Engine | Custom C++ Engine

Play Time | 15-20 Minutes

Download | 

Team Size | Solo

Platform | PC

Puzzle Paradox is a first-person puzzle platformer game. Plunge into an eerie ancient lava tomb as Solver the Skeleton. To escape, you'll gather magical artifacts, dodge relentless lava rocks, and solve puzzles in an attempt to unlock each tomb’s massive escape door. I took on various roles in this solo project, including but not limited to Systems, Gameplay, and Graphics Programmer. This was also my final capstone project at Full Sail University.

Roles | Systems/Gameplay/Graphics Programmer

Duration | 08/2023 - 11/2023 (4 Months)


Core/sub-systems and the interaction/communication across systems:

  • Designed and implemented lower-level systems (2D and 3D renderer, audio, input, event dispatcher, game and render states, cleanup)

  • Built higher-level gameplay systems using a Fast Lightweight Entity Component System (FLECS)

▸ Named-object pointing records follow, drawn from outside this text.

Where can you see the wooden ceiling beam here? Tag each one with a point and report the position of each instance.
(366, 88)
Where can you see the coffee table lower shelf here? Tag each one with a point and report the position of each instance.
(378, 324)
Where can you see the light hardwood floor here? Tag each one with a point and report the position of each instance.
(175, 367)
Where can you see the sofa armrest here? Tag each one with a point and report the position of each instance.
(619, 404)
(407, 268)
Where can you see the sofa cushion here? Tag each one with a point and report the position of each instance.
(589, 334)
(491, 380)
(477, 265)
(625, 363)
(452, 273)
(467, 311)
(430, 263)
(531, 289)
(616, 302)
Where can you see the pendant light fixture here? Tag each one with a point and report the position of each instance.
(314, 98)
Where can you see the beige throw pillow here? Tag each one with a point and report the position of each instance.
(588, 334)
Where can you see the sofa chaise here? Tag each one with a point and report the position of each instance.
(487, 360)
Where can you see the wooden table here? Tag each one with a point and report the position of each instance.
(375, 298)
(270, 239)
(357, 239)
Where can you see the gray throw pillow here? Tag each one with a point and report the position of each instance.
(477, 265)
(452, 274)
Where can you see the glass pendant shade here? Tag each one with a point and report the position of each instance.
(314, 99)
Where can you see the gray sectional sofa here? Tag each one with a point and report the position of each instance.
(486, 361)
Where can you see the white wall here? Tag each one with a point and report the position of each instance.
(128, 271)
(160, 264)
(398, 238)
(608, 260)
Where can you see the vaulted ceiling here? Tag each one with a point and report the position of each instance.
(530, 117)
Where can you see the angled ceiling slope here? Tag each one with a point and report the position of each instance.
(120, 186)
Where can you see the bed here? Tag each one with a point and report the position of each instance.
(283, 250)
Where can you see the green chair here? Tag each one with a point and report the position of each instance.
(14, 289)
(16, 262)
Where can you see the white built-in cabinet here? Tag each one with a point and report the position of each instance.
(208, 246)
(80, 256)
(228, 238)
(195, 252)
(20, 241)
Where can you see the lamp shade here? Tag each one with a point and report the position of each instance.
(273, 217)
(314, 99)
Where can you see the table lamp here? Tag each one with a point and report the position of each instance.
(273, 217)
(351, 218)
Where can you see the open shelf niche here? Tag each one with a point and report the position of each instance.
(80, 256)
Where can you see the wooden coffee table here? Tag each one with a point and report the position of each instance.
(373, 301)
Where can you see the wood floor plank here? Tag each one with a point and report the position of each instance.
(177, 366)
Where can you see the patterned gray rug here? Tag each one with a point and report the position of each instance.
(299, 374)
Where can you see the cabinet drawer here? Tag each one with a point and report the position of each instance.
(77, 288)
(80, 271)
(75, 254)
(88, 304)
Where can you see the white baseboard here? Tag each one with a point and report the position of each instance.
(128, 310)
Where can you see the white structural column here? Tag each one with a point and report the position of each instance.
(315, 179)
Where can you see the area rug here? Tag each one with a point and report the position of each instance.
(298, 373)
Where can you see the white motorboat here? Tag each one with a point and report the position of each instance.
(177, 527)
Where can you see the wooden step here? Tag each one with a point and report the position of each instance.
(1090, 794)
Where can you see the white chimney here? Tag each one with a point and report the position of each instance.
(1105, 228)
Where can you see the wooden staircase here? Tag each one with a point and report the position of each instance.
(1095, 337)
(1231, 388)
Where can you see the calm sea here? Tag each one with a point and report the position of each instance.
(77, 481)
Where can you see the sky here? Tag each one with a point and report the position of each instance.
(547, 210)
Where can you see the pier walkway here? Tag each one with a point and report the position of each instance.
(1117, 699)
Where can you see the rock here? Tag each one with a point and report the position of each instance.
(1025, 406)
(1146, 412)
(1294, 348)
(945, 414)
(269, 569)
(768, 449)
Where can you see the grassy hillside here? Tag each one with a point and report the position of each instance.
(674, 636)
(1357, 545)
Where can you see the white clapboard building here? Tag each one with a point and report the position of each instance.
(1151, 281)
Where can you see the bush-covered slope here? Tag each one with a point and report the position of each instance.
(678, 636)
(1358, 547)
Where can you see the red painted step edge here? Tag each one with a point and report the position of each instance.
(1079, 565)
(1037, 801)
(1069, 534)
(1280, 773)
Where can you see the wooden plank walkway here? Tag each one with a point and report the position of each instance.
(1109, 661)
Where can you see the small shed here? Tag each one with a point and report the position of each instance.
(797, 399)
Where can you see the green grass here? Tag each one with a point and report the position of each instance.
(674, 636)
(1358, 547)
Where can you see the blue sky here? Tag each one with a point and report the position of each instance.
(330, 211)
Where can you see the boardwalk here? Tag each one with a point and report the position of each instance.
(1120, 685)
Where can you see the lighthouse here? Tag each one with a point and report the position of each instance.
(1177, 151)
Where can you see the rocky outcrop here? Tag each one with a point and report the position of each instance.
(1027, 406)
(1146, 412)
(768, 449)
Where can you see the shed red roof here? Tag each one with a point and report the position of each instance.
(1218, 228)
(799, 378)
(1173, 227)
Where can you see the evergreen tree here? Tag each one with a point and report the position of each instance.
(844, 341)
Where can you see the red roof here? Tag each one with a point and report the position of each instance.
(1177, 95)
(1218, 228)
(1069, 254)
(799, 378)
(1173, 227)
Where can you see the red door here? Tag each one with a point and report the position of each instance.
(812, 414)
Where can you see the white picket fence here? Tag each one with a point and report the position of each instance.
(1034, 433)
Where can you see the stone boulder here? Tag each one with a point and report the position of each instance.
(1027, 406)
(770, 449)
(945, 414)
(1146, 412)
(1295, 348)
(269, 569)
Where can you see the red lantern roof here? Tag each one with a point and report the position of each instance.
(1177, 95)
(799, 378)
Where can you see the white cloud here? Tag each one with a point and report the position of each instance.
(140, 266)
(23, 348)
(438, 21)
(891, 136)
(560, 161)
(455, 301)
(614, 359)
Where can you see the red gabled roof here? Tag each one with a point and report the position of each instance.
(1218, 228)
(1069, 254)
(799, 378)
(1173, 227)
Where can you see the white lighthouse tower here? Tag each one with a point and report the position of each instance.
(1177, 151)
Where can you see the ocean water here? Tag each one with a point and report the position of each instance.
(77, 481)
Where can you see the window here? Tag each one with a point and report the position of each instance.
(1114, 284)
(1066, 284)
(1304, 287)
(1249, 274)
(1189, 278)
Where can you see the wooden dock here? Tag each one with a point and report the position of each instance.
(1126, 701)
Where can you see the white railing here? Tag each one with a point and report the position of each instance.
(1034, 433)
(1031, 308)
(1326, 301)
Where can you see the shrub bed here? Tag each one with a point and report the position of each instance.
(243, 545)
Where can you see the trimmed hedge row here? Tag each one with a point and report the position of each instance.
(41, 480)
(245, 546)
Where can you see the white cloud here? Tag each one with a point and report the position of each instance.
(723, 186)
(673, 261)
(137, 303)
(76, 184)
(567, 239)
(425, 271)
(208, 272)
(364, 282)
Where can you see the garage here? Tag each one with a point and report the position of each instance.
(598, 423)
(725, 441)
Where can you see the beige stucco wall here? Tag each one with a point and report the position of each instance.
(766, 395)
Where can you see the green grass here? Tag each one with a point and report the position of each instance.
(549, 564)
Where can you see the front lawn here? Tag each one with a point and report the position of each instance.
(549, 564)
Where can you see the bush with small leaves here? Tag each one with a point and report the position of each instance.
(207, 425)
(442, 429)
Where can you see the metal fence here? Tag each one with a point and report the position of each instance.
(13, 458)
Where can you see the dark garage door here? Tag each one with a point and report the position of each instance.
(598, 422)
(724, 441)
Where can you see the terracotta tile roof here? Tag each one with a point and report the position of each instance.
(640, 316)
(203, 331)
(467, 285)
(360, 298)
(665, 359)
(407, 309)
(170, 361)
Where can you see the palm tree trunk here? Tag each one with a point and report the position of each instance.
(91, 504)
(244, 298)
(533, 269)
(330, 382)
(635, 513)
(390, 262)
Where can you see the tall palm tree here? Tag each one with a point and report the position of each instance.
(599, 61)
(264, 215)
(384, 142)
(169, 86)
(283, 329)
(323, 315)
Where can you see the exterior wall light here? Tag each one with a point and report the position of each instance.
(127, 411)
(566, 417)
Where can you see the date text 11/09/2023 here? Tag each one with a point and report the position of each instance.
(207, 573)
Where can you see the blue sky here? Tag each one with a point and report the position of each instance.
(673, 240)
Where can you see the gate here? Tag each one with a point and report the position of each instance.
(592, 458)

  • Utilization of several third-party open-source APIs. Heavy documentation research and application

Custom asset pipeline:

  • Exporting custom level data (models, textures, blender custom properties) from Blender with Python scripts to the custom engine

  • File input/output and string/char manipulation for exporting and importing data in an organized data-driven manner, eliminating hard-coded values

Gameplay systems:

  • Implemented ECS and built all game logic systems utilizing entities and systems that run across the entities

  • Custom pipeline phases/order of execution and the coordination/timing of the various gameplay systems

  • Implementation of third-party 2D and 3D positional/rotational audio systems with audio sources and audio listeners

  • Custom physics and collision detection/resolution systems with great use of mass, gravity, velocity, acceleration, etc.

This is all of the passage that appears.